The Sullivan approach centers on nutrient-dense eating that emphasizes real foods, strategically incorporates specific nutrients during cycle phases, and avoids inflammatory ingredients like gluten, dairy, and added sugars. This isn't a crash diet-it's a lifestyle change for the long haul, since PCOS has no cure. Real food means ingredients as close to nature as possible, minimally processed to retain nutrients. Prioritize fruits, vegetables, animal proteins, herbs, and healthy fats.
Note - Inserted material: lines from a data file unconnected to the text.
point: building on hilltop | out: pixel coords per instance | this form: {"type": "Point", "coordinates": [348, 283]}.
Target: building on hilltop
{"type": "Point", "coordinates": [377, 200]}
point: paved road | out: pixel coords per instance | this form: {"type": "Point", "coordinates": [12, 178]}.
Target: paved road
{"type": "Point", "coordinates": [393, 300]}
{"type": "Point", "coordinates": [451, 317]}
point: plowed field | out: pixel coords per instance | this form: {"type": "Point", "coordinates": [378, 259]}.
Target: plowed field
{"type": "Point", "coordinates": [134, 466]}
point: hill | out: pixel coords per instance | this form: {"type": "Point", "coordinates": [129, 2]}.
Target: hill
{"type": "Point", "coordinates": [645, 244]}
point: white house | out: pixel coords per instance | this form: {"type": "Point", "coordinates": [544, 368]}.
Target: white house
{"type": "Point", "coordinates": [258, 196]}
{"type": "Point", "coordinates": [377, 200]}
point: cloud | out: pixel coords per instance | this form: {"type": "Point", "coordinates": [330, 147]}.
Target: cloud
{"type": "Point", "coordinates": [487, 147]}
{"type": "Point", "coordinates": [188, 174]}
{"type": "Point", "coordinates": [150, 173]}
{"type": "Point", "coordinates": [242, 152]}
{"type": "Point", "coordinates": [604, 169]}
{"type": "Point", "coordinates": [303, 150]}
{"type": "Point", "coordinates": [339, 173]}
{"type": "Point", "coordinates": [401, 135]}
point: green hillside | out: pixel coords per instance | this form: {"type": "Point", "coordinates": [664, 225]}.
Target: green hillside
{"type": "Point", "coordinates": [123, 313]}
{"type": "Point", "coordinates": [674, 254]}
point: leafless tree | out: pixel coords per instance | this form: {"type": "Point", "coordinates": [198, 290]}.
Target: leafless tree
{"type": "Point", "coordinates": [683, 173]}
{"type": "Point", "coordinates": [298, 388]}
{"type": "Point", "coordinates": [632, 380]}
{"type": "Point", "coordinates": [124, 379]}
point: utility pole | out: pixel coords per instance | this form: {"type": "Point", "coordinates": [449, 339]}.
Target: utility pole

Quality matters profoundly. Pasture-raised eggs contain nearly twice the omega-3 fatty acids, three times more vitamin D, and seven times more beta-carotene than conventional eggs. Grass-fed beef offers higher levels of anti-inflammatory omega-3s and conjugated linoleic acid. Wild-caught fish-particularly salmon, sardines, and mackerel-provide essential fatty acids that support hormone production and reduce inflammation. Eliminate inflammatory foods that worsen PCOS symptoms: gluten, added sugars, refined oils, processed meats, alcohol, and refined carbohydrates. Avoid hormone-disrupting foods like soy and dairy, which are linked to hormonal acne and inflammation. Blood sugar stability proves crucial. Combine protein, healthy fats, and fiber at each meal. Pair sweet potato with grass-fed butter and protein, or have an apple with almond butter instead of alone. Rather than viewing this as restrictions, make food decisions from self-care and body awareness. Your body communicates through energy levels, mood, digestion, and skin health-listen and learn to heal root causes.
The Sullivans' journey from personal struggle to published authors offers tangible hope for the PCOS community. Within three months, Rachael's dietary changes produced dramatic results: hormonal acne cleared, heavy bleeding diminished, mood swings stabilized, and irregular periods normalized. After 14 months of cycle-synced eating, she conceived naturally-defying predictions that PCOS requires fertility treatments. Their approach emphasizes sustainable realism over perfectionism. Tom's partnership proved crucial-researching studies, developing therapeutic recipes, and transforming their kitchen into a hormone-healing laboratory. For millions battling insulin resistance, weight struggles, and fertility concerns, the Sullivans provide a comprehensive blueprint integrating nutrition science with practical implementation. They emphasize understanding individual triggers, tracking symptoms systematically, and adjusting protocols based on personal response. The Sullivans remind us that powerful medicine often grows in soil, not laboratories. Your body isn't broken-it's speaking a language you're learning to understand. Each meal becomes an opportunity to listen, each cycle phase a chance to honor your body's wisdom. PCOS may lack a cure, but healing pathways exist. The journey begins not with perfection, but with presence-showing up for yourself, one nourishing choice at a time.